The FBI Wavelet Scalar Quantization (WSQ) compression standard was developed by the US Federal Bureau of Investigation (FBI). The main advantage of WSQ-based fingerprint image compression has been its superiority in preserving the fingerprint minutiae features even at very high compression rates which standard JPEG compression techniques were unable to preserve. With the advent of JPEG 2000 image compression technique based on Wavelet transforms moving away from DCT-based methods, we have been motivated to investigate if the same advantage still persists. In this paper, we describe a set of experiments we carried out to compare the performance of WSQ with JPEG 2000. The performance analysis is based on three public databases of fingerprint images acquired using different imaging sensors.
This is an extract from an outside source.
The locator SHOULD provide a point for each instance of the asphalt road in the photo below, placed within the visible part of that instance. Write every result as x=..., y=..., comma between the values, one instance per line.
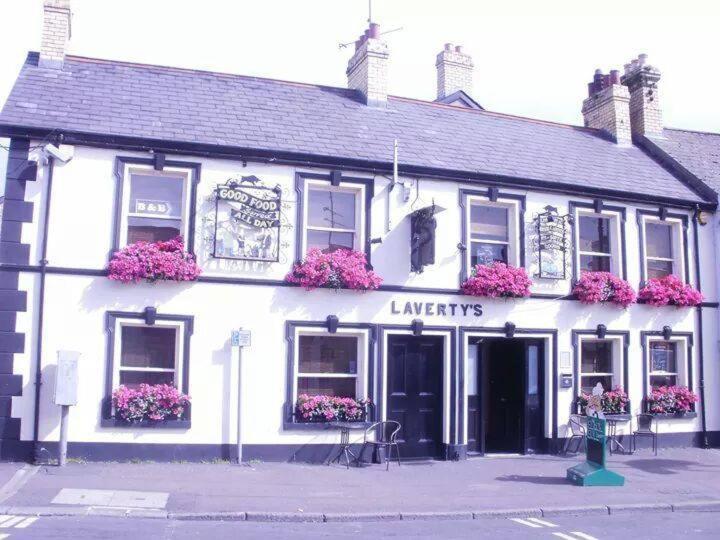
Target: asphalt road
x=636, y=526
Our analysis shows that JPEG 2000 provides better compression with less impact on the overall system accuracy performance.
Yi Chen: The priming mechanism and its application in "Object Permanence"
What "constraints" are exactly wired into the human developmental program? What "constraints" are minimally necessary for a developmental robot? These are open questions. In this presentation, a neurologically inspired mechanism of developing experience-based priming - predicting the future contexts including sensation and action based on the previous experience - is proposed as a powerful "constraint" for developmental robots.We further report how SAIL developed a sense of novelty based on this mechanism and learned its environment on-line. Especially, this novelty detection model is applied on a well-known "drawbridge" experiment which sheds some light on a controversial issue of "Object Permanence" in psychology.